Understanding a hidden killer.
New research by Dr. Sylvie Lesage, scientist at Maisonneuve-Rosemont Hospital (CIUSSS- East Montreal) and associate research Professor at University of Montreal, just published in the prestigious international scientific journal Nature Genetics, has discovered that a common genetic defect in beta cells may underlie both known forms of diabetes.
Worldwide, 400 million people suffer from diabetes, with rapid increases projected. Patients with diabetes mostly fall into one of two categories, type 1 diabetics, triggered by autoimmunity at a young age, and type 2 diabetics, caused by metabolic dysfunction of the liver. Despite being labeled a “lifestyle disease”, diabetes has a strong genetic basis.
“Our research finds that genetics is critical for the survival of beta cells – the cells that make insulin” says Sylvie Lesage, who is also a member of the Montreal Diabetes Research Center. ”Thanks to our genetic make-up, some of us have beta cells that are tough and robust, while others have beta cells that are fragile and can’t handle stress. It is these people who develop diabetes, either type 1 or type 2, while others with tougher beta cells will remain healthy even in if they suffer from autoimmunity or metabolic dysfunction of the liver.”

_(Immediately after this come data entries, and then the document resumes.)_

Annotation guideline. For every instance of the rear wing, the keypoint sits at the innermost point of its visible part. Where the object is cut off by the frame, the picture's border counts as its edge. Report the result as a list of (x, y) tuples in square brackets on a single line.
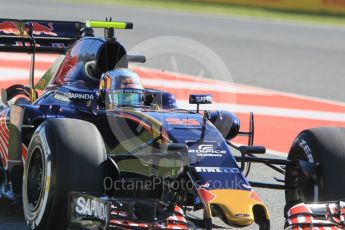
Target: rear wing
[(50, 36)]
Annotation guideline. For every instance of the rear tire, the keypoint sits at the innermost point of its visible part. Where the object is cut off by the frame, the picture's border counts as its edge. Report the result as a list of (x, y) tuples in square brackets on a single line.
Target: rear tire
[(64, 155), (324, 146)]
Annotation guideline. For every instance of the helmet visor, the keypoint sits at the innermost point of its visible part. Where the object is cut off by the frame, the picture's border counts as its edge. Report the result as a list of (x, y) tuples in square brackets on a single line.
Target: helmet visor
[(125, 97)]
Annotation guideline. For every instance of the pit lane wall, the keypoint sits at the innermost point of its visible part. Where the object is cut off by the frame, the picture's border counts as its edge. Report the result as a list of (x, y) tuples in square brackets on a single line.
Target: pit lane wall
[(336, 7)]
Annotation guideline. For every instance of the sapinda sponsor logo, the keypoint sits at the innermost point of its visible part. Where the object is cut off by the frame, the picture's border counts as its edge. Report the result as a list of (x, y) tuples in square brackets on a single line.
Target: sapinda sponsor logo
[(203, 99), (207, 150), (80, 96), (92, 208), (217, 170)]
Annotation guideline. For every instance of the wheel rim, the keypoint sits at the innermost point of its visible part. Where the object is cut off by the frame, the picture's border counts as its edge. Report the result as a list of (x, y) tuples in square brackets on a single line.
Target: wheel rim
[(35, 181)]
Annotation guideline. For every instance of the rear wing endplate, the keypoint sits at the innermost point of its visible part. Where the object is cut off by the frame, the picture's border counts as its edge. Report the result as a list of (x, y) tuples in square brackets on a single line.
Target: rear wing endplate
[(50, 36)]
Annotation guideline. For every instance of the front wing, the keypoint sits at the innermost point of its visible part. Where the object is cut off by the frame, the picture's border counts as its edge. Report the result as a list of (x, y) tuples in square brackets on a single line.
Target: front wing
[(318, 216)]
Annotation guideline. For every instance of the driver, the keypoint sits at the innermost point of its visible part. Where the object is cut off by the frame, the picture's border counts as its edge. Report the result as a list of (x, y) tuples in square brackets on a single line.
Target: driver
[(121, 87)]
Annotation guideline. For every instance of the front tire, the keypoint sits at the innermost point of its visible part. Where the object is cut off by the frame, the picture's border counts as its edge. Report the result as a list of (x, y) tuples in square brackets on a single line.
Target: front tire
[(325, 147), (64, 155)]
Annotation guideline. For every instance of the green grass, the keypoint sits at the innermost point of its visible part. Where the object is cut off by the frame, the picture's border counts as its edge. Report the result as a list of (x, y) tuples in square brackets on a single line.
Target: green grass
[(222, 9)]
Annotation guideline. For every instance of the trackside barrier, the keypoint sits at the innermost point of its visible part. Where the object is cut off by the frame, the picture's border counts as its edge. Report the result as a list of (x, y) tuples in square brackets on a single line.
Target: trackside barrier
[(309, 6)]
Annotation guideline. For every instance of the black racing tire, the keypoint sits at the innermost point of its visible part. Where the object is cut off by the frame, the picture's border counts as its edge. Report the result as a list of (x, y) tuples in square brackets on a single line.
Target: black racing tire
[(64, 155), (324, 146)]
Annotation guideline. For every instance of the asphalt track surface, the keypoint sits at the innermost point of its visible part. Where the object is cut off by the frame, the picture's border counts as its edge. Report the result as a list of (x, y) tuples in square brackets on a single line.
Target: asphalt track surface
[(307, 60)]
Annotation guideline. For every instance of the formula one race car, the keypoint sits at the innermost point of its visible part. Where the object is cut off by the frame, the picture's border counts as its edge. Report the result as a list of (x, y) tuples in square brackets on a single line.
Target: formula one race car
[(97, 150)]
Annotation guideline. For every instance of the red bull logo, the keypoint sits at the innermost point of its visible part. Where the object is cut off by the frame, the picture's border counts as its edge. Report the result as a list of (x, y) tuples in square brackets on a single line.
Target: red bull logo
[(9, 28), (39, 29)]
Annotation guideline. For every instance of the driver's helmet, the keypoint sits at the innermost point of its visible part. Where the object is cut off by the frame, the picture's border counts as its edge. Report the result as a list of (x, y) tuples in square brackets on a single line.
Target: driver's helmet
[(121, 87)]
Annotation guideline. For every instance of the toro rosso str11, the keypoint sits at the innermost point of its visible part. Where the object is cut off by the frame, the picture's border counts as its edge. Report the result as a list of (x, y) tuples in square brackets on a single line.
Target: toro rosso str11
[(98, 150)]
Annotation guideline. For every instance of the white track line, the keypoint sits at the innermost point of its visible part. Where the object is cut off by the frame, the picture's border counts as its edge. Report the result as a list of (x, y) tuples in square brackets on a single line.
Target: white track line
[(270, 111), (18, 74), (46, 58)]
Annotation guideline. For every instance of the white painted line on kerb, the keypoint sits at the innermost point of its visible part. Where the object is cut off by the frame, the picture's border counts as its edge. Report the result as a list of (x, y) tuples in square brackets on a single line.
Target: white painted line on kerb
[(270, 111)]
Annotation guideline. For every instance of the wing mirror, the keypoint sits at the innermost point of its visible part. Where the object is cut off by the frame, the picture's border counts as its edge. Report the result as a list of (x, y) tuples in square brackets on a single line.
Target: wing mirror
[(200, 99)]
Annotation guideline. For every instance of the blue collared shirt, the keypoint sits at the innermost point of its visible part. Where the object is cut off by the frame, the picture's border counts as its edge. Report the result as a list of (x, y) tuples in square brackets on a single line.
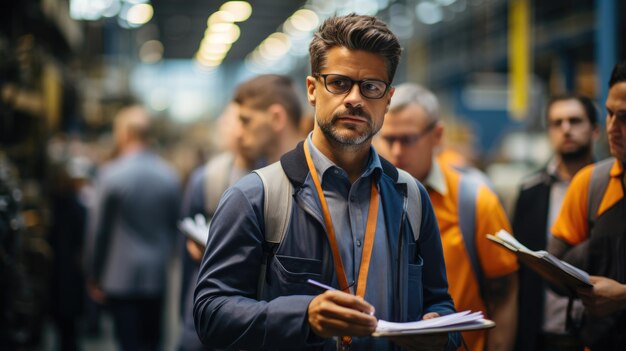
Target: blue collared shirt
[(349, 205)]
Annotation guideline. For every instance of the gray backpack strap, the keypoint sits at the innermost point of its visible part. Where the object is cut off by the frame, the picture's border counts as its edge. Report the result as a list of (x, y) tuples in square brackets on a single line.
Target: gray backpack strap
[(278, 199), (216, 181), (600, 176), (414, 205), (468, 192)]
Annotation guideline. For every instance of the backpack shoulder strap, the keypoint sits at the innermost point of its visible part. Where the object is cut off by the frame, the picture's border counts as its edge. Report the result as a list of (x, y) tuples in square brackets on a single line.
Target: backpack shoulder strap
[(277, 190), (468, 192), (277, 202), (600, 176), (216, 181), (414, 205)]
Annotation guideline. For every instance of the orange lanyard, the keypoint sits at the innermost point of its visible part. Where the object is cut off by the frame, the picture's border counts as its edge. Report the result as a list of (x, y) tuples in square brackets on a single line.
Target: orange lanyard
[(370, 231)]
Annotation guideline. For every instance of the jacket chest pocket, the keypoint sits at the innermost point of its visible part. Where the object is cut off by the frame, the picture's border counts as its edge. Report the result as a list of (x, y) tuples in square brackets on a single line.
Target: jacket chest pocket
[(415, 294), (288, 275)]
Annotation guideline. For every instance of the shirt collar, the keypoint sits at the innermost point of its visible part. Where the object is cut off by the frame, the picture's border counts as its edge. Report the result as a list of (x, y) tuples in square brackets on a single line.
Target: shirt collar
[(436, 179), (323, 163), (552, 168)]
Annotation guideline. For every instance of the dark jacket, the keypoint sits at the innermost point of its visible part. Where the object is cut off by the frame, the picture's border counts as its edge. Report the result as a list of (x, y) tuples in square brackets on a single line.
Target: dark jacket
[(529, 227), (226, 311)]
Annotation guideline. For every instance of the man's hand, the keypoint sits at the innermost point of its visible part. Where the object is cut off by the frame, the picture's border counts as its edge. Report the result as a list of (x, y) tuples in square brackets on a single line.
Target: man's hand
[(423, 342), (335, 313), (606, 297)]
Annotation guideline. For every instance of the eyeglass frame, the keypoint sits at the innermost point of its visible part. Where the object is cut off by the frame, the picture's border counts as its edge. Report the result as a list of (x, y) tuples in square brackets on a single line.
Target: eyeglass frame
[(353, 81), (409, 140)]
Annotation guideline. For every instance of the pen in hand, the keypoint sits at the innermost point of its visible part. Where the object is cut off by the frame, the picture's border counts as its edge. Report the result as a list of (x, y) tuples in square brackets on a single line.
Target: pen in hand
[(327, 287)]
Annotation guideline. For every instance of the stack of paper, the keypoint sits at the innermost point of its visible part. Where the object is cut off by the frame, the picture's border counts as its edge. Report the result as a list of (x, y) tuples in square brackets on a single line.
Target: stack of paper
[(563, 277), (453, 322)]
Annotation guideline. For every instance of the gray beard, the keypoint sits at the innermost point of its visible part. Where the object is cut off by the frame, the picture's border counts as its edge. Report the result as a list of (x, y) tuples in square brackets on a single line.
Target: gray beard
[(348, 142)]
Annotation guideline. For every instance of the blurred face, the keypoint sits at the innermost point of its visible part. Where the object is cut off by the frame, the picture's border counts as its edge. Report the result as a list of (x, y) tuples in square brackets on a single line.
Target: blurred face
[(616, 120), (348, 119), (256, 134), (569, 130), (408, 139)]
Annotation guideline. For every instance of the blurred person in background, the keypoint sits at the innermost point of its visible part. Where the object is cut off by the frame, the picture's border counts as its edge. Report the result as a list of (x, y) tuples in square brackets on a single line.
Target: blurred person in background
[(261, 125), (132, 232), (590, 230), (70, 176), (408, 138), (572, 126)]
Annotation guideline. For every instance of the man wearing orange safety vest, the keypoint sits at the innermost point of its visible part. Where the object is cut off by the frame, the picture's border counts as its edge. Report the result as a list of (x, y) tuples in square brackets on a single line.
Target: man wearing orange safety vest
[(481, 276), (590, 231)]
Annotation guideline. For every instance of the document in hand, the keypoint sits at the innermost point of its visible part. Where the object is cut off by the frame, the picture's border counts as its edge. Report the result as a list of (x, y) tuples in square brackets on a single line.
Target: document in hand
[(197, 230), (461, 321), (562, 276)]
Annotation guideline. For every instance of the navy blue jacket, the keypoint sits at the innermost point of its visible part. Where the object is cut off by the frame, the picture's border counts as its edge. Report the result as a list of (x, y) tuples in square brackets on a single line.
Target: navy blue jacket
[(226, 310)]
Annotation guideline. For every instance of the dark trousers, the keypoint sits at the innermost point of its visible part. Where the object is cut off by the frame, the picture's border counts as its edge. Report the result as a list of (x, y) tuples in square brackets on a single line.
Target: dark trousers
[(137, 322), (559, 342)]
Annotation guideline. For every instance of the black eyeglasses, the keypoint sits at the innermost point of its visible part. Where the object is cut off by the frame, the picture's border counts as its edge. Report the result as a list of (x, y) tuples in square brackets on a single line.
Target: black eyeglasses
[(409, 139), (369, 88)]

Different pathways to diabetes development
Diabetes is a hidden killer. One out of every 11 adults is suffering from the disease, yet half of them have not even been diagnosed. Diabetes is caused by the inability of the body to lower blood glucose, a process normally driven by insulin. In patients with type 1 diabetes (T1D), this is caused by the immune system killing off the beta cells that produce insulin. In patients with type 2 diabetes (T2D), a metabolic dysfunction prevents insulin from working on the liver. In both cases, left untreated the extra glucose in the blood can cause blindness, cardiovascular disease, diabetic nephropathy, diabetic neuropathy and death.
In this study led by Dr. Adrian Liston, an international team of researchers investigated how genetic variation controls the development of diabetes. While most previous work has focused on the effect of genetics in altering the immune system (in T1D) and metabolic dysfunction of the liver (in T2D), this research found that genetics also affected the beta cells that produce insulin. Mice with fragile beta cells that were poor at repairing DNA damage would rapidly develop diabetes when those beta cells were challenged by cellular stress. Other mice, with robust beta cells that were good at repairing DNA damage, were able to stay non-diabetic for life, even when those islets were placed under severe cellular stress. The same pathways for beta cell survival and DNA damage repair were also found to be altered in diabetic patient samples, indicating that a genetic predisposition for fragile beta cells may underlie who develops diabetes.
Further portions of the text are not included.